Tevatron accelerator yields hints of new particle
- Published
A particle accelerator in the US has shown compelling hints of a never-before-seen particle, researchers say.
The find must be more fully confirmed, but researchers at the Tevatron are racing to work through existing data.
If proved, it will be a completely new, unanticipated particle; researchers say it cannot be the much sought-after Higgs boson.
It could also signal a new fundamental force of nature, and the most radical change in physics for decades.
Researchers at the Tevatron formally announced the find, external on the collaboration's website, after posting an as-yet unreviewed account of the research, external on the Arxiv repository.
The team was analysing data from collisions between protons and their anti-matter counterparts antiprotons. In these collisions, particles known as W bosons are produced, along with a pair of "jets" of other particles.
It was in these jets that the unexpected "bump" in the team's data came to light, potentially representing a particle that the current understanding of the zoo of subatomic particles - the Standard Model - does not include.
'Time will tell'
"When you look at the data it's not some disagreement with the Standard Model, it's a nicely formed bump in the distribution that looks really like the kind of bump you'd get if a new particle was being exchanged in this process," said Dan Hooper, a theoretical physicist at Fermilab who was not involved in the research.
However, the result is at what is known as the "three-sigma" level of certainty; that means there is still about a tenth of a percent chance that the result is attributable to some statistical fluctuation in the data.
For a formal discovery, the level is traditionally taken to be five-sigma - or about a one-in-a-million chance that the "bump" is just a fluke. However, Dr Hooper said, the result comes from data taken at one of the Tevatron's two detectors, called CDF and DZero.
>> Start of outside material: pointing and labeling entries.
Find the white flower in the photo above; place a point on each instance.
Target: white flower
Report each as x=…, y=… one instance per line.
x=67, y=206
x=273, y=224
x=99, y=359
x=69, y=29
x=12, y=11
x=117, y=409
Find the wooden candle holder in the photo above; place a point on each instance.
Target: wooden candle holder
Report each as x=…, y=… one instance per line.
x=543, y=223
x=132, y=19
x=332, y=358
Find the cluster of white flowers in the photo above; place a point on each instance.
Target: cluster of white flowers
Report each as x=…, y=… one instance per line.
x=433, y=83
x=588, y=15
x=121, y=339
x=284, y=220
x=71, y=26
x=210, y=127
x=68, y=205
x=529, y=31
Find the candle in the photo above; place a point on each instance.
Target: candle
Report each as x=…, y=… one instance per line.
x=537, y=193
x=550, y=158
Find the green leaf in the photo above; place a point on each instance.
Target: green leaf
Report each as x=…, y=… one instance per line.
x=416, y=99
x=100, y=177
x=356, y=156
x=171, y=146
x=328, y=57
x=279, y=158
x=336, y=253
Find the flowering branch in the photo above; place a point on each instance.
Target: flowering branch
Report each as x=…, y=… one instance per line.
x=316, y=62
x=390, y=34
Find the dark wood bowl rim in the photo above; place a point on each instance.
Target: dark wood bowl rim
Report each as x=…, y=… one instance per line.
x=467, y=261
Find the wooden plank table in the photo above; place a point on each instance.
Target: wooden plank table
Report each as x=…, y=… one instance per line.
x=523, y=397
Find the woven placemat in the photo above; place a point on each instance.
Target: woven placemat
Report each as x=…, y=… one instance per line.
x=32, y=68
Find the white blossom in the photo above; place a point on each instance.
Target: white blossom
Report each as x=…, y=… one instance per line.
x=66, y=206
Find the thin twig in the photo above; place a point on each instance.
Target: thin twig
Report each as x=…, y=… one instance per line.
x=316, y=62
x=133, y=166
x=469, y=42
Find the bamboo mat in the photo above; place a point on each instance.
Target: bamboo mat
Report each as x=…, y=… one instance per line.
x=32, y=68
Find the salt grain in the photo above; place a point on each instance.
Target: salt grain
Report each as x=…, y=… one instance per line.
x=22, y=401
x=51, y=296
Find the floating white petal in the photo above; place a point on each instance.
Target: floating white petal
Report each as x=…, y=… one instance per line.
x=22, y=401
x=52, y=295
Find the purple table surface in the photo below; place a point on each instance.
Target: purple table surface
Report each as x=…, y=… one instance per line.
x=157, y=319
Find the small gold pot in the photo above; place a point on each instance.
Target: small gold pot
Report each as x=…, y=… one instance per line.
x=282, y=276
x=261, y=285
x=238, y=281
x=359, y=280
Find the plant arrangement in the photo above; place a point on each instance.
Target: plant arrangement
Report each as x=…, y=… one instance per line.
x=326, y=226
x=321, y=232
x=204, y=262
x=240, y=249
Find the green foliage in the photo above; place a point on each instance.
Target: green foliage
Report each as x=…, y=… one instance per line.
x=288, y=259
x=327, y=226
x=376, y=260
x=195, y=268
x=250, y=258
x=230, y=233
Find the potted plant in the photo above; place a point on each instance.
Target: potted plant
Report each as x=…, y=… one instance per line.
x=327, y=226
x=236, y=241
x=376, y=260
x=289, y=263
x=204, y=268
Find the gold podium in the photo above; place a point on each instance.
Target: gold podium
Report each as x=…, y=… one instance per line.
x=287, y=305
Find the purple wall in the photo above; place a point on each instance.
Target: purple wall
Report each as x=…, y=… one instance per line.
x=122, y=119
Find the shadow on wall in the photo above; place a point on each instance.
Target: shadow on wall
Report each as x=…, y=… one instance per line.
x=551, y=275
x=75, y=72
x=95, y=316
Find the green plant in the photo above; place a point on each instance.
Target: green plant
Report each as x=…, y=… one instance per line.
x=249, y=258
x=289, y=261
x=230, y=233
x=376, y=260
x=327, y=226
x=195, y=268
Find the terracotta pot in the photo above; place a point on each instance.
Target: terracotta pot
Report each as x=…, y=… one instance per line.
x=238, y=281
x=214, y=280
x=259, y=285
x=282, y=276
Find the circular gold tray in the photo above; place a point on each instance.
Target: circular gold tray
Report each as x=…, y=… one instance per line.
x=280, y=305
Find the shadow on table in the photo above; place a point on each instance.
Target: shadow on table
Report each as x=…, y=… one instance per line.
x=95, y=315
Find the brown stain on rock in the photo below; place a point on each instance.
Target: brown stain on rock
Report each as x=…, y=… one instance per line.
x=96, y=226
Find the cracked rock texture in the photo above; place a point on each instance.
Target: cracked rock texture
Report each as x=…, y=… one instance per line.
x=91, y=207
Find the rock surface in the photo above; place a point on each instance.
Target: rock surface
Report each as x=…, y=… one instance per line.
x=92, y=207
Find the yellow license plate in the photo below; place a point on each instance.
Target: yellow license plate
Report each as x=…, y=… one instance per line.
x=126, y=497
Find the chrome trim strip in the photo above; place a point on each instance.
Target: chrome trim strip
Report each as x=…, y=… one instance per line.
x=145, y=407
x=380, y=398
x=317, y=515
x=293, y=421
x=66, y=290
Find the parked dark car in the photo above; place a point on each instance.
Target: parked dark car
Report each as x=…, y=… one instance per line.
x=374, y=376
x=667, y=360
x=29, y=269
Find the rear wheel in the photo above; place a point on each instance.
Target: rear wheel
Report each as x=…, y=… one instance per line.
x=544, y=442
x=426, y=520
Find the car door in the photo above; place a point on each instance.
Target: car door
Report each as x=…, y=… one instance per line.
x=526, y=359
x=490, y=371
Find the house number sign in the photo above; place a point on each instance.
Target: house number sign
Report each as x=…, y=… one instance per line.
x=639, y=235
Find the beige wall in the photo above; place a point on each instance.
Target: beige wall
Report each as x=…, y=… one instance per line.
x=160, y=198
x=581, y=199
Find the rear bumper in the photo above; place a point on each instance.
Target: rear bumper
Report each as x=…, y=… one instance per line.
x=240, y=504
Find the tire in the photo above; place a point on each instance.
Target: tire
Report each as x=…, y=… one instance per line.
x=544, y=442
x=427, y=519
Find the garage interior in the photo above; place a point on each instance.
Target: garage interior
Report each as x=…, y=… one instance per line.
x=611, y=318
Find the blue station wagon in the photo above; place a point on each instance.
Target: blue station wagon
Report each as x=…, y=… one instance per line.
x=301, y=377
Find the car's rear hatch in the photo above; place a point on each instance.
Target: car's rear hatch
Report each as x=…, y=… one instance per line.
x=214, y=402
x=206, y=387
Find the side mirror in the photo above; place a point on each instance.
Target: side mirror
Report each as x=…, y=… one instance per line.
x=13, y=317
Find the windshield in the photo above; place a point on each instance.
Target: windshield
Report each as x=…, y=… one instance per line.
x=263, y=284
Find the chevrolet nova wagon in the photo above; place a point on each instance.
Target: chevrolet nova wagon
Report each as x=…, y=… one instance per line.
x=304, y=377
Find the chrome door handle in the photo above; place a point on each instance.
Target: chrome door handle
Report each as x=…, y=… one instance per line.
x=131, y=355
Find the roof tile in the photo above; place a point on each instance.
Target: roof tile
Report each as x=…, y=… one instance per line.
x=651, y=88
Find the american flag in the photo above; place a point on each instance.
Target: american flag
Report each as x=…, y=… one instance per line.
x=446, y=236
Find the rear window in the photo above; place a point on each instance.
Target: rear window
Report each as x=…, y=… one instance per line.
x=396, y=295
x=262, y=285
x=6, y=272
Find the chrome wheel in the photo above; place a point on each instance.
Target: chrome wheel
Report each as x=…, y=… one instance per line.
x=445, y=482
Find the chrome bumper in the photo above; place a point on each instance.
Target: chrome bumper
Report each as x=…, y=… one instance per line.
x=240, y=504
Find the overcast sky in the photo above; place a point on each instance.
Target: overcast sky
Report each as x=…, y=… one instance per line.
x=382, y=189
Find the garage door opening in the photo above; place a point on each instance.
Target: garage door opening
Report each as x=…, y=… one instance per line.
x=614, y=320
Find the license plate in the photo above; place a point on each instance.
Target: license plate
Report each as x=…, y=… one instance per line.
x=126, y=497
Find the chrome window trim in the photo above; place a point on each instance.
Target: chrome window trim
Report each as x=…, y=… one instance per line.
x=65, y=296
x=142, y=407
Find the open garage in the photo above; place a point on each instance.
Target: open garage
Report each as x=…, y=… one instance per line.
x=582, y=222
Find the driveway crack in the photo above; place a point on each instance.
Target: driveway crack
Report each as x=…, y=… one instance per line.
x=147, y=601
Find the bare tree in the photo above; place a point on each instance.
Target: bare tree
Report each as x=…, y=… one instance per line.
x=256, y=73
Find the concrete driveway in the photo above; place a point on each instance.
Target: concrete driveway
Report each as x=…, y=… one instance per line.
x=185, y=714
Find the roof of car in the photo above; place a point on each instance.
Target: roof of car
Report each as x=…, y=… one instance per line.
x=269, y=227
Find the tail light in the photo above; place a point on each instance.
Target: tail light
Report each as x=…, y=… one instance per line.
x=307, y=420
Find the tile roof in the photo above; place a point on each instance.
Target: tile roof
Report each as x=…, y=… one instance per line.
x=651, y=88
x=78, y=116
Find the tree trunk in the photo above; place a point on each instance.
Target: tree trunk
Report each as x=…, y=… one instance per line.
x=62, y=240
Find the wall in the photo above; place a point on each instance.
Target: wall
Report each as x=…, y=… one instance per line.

"Even without running the machine one more day, they have roughly twice as much data at one of the two experiments, and if you include... DZero, then you have four times as much," he told BBC News.
That means that confirming the result more fully is simply a matter of working through the numbers the team already have to hand. Further, the coming experimental run at the Large Hadron Collider (LHC) should provide even more data to confirm or refute the new particle - whatever it is.
All that is clear is that the bump definitely does not represent the unwitting star of high-energy physics, the Higgs boson - the hunt for which has popularly been pitched as a race between the Tevatron and the LHC.
"If it's a real effect, rather than a fluctuation or a mismodelling of the background, it would be much more exciting than a standard model Higgs - or any type of Higgs," said Tony Weidberg, a physicist from Oxford University who works on the LHC's Atlas instrument.
However, he told BBC News that he did not "find this evidence very convincing", though he reiterated that a more definitive answer would be soon in coming.
"I've been doing this for 30 years now, and every few years we get these three-sigma effects - they come and then they go. Time will tell."
Dr Hooper is more optimistic on the basis of the current result alone.
"There's a 0.1% chance that this is a statistical fluke," he said. "Other than that possibility that lingers, this is the most exciting new physics we've learned about in my lifetime."
If it is in fact true, Dr Hooper believes that the mystery particle represents an undiscovered "fundamental force".
"We'd essentially be saying there's a new force of nature being communicated by the particle. We know that there's four forces: electromagnetism, gravity, and the strong and weak nuclear forces. This would be the fifth; every freshman physics class would have to change their textbooks."